The statement acknowledged the many expressions of concern made over the safety of Jewish students at Stanford, as well as over “the social media campaigns, including death threats, which have been targeting the author of the post.”
“We will be meeting with students on all sides of the issue to hear ideas for additional steps that can be taken to assure their feeling of safety and comfort in our community,” the school said.
Daoud’s resignation was applauded by the American Jewish Committee, which praised Stanford administrators for “acting quickly” to condemned “harmful” remarks that “many Jews on campus took as directed against them.” The group also expressed appreciation for Daoud’s recognition that his remarks barred him serving in a university-appointed leadership role.
“This episode should be a lesson for the entire Stanford community, indeed for colleges and universities across the United States, that fostering and maintaining an environment of peaceful and respectful discussion and inquiry is the essence of a university,” said Rabbi Serena Eisenberg, AJC’s Northern California regional director. “This incident was not about the Middle East, Israelis or Palestinians, but about the way ideas are debated on Stanford’s campus and the world beyond.”
Daoud’s initial remarks drew strident criticism from members of Stanford’s Jewish and Zionist community, including Hillel and the Stanford Israel Association, as well as the World Jewish Congress, the Conference of Presidents of Major American Jewish Organizations, and the Lawfare Project legal nonprofit. An attorney representing an unnamed “Jewish and Zionist undergraduate” at the school warned the last week that continuing to employ Daoud would be a mark of illegal discrimination against Jewish students.

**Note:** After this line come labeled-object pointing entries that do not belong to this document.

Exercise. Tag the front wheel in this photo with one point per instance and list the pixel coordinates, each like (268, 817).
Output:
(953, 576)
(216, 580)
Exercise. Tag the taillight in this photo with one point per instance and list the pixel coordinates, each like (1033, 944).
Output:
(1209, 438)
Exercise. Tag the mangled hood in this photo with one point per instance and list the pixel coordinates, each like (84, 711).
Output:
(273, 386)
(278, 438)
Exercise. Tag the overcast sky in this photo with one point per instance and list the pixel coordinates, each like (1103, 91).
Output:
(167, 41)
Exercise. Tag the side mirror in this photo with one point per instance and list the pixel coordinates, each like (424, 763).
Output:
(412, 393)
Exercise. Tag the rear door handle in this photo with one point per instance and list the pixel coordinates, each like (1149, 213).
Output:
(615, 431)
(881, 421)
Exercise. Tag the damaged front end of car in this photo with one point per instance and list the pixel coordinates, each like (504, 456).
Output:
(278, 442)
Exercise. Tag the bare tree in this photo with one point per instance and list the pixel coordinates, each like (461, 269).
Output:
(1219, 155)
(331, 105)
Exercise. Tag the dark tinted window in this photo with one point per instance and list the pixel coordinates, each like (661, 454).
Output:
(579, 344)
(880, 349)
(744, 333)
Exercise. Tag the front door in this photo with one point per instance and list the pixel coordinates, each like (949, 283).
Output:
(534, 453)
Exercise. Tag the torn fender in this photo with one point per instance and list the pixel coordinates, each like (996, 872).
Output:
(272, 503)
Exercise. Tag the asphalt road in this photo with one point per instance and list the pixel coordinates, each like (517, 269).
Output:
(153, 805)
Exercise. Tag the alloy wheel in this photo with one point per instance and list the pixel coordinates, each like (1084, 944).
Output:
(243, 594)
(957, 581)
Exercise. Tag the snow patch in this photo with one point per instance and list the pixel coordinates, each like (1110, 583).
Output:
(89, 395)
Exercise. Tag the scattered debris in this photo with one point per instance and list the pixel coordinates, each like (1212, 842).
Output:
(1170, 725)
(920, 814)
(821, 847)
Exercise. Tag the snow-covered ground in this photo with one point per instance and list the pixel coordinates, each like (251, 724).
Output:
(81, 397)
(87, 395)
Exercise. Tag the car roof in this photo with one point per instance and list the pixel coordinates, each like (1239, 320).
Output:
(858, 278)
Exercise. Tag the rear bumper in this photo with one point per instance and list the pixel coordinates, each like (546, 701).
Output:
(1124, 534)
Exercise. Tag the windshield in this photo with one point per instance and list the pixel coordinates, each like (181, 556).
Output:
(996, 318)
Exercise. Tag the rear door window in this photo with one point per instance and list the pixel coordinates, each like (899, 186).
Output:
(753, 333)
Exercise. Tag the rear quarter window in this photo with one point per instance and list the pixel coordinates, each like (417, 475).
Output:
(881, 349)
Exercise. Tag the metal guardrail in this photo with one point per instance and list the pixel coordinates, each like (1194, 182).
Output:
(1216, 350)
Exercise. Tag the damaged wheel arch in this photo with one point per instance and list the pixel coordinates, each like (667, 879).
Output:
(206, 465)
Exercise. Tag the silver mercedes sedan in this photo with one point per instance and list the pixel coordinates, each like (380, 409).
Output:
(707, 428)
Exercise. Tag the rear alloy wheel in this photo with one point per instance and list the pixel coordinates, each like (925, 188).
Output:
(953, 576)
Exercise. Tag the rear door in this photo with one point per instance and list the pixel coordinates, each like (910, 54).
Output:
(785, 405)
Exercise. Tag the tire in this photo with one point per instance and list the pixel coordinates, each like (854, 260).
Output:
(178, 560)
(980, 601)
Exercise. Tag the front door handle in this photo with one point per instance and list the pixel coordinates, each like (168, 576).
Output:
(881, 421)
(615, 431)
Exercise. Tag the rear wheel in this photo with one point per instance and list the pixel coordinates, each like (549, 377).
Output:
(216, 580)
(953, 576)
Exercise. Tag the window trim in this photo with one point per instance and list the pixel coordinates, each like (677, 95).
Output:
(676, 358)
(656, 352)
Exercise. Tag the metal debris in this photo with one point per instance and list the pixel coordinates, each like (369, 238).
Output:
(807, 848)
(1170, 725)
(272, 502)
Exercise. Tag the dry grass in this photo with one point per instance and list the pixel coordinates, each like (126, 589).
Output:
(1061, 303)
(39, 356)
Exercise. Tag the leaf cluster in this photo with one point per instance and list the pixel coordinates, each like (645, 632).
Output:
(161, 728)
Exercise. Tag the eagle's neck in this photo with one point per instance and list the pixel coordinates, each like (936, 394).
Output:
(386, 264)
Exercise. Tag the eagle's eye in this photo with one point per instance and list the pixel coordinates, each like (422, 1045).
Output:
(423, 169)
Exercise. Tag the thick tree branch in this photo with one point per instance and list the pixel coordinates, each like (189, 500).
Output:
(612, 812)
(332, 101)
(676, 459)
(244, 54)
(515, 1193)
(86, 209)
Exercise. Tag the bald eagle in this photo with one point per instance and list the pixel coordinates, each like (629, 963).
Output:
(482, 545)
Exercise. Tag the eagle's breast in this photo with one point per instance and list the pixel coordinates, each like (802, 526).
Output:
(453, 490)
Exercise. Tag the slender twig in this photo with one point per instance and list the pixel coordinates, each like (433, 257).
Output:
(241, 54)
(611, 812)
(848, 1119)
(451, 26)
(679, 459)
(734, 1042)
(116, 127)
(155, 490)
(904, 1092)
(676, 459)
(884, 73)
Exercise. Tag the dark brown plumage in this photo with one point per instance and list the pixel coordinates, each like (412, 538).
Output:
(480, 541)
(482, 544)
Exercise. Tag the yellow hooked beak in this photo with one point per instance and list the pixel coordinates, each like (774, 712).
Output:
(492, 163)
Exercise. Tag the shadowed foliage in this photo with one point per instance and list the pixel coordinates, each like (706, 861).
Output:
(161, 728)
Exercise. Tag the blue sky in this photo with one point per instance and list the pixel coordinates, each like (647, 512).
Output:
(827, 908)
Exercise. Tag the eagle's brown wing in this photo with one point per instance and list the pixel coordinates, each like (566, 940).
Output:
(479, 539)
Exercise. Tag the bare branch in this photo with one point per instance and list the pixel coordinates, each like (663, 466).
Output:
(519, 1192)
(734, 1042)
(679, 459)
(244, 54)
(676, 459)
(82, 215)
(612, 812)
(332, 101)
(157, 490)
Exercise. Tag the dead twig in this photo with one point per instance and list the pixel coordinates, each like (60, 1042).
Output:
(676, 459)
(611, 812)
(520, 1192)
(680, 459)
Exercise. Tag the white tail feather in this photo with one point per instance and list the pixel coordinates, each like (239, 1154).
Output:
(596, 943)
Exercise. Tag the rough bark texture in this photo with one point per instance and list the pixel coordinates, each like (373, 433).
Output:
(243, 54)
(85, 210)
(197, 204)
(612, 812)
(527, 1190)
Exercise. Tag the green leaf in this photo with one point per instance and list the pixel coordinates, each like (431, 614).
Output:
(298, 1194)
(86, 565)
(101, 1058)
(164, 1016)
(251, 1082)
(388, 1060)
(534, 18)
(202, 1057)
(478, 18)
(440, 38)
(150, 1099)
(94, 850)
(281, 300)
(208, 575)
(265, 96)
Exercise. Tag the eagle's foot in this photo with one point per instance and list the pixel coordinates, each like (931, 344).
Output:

At the time, the lawyer also pointed to a series of social media posts made by Daoud, including a tweet from May that read, “f*ck your liberal zionist a**. f*ck your jewish state. and f*ck the notion that makes you believe that the resiliance [sic] and beauty that embodies judaism, jewish people, and the jewish religion is Israel. Israel is a state that needs to be dismantled. Any other opinion is complicity.”
Yet some members of the Stanford community have also come to Daoud’s defense, and criticized the launch of paid Facebook advertisements calling for Daoud to be dismissed from his RA position.
The anti-Zionist group Jewish Voice for Peace launched an “urgent” campaign late last month calling for supporters to email several administrators on his behalf.
It shared “possible talking points” that should be amplified, including that Daoud’s displayed “incredible restraint and growth” by independently removing the threat to physically assault his peers.
The group also introduced a petition describing Daoud as a victim of a “right-wing smear campaign” and claiming that neither he “nor his comments are anti-Semitic,” while the “attacks” against him are “political and Islamophobic in character.”
The petition was promoted by Stanford’s chapters of Students for Justice in Palestine and the International Socialist Organization.